My own first encounter with Ferrante – or with her words – took place in 2004, when I was asked to do a sample translation of The Days of Abandonment, her second novel, but first to be published in English. I knew nothing about her, but as soon as I read the first sentence of that book I was gripped. I went on to translate it, and since then I have translated not only her novels – four, plus the four ‘Neapolitan Novels’ – but the collection of interviews and letters entitled Frantumaglia, and many other interviews, essays and articles, most recently the four essays of In the Margins.
The prose in Ferrante’s novels is dense; she can use a lot of words, not in a redundant way but in order to get at the precise truth of, say, an emotion, and she is often describing emotional states.
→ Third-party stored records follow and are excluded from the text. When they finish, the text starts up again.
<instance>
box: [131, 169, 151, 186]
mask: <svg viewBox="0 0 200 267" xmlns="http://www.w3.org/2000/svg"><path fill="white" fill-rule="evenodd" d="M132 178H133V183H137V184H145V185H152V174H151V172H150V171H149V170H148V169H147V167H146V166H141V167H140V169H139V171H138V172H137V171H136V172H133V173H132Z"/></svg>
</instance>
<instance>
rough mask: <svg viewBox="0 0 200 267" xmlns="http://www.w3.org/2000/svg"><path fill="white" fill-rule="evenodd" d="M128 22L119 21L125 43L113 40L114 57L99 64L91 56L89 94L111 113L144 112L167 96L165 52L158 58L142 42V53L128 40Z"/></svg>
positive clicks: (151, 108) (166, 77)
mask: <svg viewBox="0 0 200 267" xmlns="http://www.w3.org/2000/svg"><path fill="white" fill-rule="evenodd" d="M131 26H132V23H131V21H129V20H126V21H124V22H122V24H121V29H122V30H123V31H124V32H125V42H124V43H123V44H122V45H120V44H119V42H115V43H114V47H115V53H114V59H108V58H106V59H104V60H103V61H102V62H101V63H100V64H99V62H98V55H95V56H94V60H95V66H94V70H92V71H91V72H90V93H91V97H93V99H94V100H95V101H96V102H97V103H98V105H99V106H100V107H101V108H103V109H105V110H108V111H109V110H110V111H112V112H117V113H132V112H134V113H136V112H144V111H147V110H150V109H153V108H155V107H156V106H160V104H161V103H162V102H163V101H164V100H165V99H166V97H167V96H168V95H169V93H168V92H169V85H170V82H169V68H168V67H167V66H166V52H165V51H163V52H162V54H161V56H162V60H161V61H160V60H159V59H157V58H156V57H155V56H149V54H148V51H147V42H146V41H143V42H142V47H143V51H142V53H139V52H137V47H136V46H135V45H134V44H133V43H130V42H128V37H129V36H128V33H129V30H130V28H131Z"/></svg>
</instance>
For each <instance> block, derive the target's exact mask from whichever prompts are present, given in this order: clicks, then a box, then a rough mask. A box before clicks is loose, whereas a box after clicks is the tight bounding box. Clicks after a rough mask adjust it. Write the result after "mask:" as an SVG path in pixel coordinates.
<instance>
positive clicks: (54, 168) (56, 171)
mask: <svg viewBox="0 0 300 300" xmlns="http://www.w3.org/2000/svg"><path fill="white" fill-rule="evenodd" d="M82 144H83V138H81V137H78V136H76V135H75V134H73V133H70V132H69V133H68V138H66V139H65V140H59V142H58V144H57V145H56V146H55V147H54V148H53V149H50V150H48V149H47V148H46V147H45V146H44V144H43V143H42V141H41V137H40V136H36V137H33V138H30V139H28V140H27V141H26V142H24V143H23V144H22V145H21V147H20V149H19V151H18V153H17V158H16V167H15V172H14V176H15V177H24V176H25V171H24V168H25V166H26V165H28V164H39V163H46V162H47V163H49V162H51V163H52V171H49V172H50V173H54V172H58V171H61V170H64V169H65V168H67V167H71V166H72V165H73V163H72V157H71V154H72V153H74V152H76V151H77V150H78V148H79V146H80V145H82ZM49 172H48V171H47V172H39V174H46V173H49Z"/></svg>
The shorter, nonfiction writing can also be dense, but the sentences are compacted rather than expansive, they compress rather than dig – or excavate, as she puts it. In the novels this can be tricky to preserve within an English syntax and without losing the meaning, the intensity and the momentum created by the pileup of words; in the non-fiction, sentences have to be unpacked; unwound, so to speak. Also, in a novel, even a short novel, there is time and space to get used to a rhythm, and a vocabulary, which is not available in a short non-fiction piece.
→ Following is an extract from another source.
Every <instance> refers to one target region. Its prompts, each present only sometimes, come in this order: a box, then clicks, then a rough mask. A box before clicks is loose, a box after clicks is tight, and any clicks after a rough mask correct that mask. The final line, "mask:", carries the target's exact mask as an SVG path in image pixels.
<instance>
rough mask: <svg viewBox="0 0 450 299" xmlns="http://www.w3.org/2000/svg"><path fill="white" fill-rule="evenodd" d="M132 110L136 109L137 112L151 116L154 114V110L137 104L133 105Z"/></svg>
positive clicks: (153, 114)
As the translator, I am most intimately engaged with the text on the level of words: how the words fit together into the sentence, the sentence into the paragraph. In a novel, I’m involved in the social and emotional lives of the characters, and my work is to make them vivid and colloquial. Translating Ferrante’s non-fiction has allowed me to step back and see the fiction from a broader perspective. In In the Margins Ferrante talks a lot about writers and writings that have influenced her. Translating it – reading it – was literally to see the work that has gone into the fiction, including the lifetime of reading that sustains it. Not that one makes specific connections, but I’ve been able to see common elements, structures, bigger pictures. For example, I hadn’t thought cohesively about the fact that there aren’t a lot of detailed physical descriptions of people or places in Ferrante’s novels until I worked on the essay ‘Aquamarine’, from In the Margins, in which she talks about how she practised descriptions, trying to ‘tell things as they are’, and what, ultimately, she learned from that.
Translating the screenplays for the TV series My Brilliant Friend has provided another angle from which to view Ferrante’s work. In a screenplay the story has to be conveyed within a limited frame; events, both physical and emotional, have to be dramatised, which sometimes means condensing and sometimes expanding. Some scenes could be taken almost directly from the books; at other times two or three scenes in the book could be made into one; sometimes something narrated had to be made active. It’s like another shake of the kaleidoscope, in which you see patterns and colours that were not visible before.
My own, eighteen-year relationship with the thirteen letters of Elena Ferrante has been filtered through the publishers. When I have questions, I ask them, and they will ask Ferrante. In my life as a translator I’ve worked with a lot of dead authors, so I’m used to the author who is present not as a physical person but as the mind or brain or consciousness that has put the words on the page.